Retired RIT President Albert Simone, who also grew up in Massachusetts, immediately connected with Ms. Carlson. She traveled with Simone to RIT Croatia in Dubrovnik to help launch RIT’s first overseas campus in 1997, and also accompanied Simone on a visit to the local Congressional delegation in Washington, D.C.

“We had a lot in common and had an early, quick and immediate connection,” Simone said. “What I’ll remember about her was her quiet smile, her dancing eyes and her energy and willingness to do something new, to take on a new challenge.”

He said Ms. Carlson gladly helped RIT start its first Ph.D. program, in imaging science.

“It was just an extension of the imaging Chester was doing, looking at the heavens, stars, planets, and looking at the tiniest things in medical imaging,” he said.

When it came time to ask for financial support at RIT, Simone said Ms.

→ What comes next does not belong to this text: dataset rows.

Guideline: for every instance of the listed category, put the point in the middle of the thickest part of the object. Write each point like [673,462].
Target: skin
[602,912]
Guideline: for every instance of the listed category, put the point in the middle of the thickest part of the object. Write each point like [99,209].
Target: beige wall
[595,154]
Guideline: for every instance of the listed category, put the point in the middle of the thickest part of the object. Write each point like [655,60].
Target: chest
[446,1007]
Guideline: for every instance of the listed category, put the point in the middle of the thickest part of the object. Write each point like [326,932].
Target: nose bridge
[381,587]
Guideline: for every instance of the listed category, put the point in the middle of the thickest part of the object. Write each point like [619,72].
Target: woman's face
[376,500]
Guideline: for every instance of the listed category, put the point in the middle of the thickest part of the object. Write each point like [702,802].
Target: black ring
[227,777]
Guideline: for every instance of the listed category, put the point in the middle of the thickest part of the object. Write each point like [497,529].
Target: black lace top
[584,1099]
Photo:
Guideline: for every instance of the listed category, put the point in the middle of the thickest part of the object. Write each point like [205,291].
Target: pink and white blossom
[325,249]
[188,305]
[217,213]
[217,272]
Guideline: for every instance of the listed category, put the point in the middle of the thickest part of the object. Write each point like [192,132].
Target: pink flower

Carlson was “was willing to listen. She loved exploration – that’s what she did. We had these discussions and she’d just light up and ask how she could help. She tried to learn, innovate and then contribute.”

Also on the trip to Croatia was RIT trustee Ann Mulligan, RIT Provost Emeritus and former Vice President for Academic Affairs Stan McKenzie, and Simone’s wife Carolie, who combined the trip to Croatia with some tourism in Turkey and Greece.

“We were like the gang of five,” he said. “We had some exciting times.”

Ms. Carlson enjoyed traveling the world and attending theater and performing arts. Her love of art was evident when she served as a co-chair with Mulligan in the fundraising effort to bring a large Albert Paley sculpture, known as “The Sentinel,” to RIT in 2003.

She also was personally interested in the community. To better understand the duties of police officers, Ms. Carlson attended – and graduated – from a 12-week citizens police academy offered by the Rochester Police Department. And for many years, Ms. Carlson bought dictionaries for every student in the Rochester City School District - in many cases, they were the first books the students had ever owned.

“She was an eclectic, renaissance sort of person, very humble and unassuming and always talking about something new and exciting for her,” Simone said. “She was just fun to be around. She’ll be missed.”

Details about services were not immediately available. 

The RIT flag will be lowered in her memory at a future date to be determined.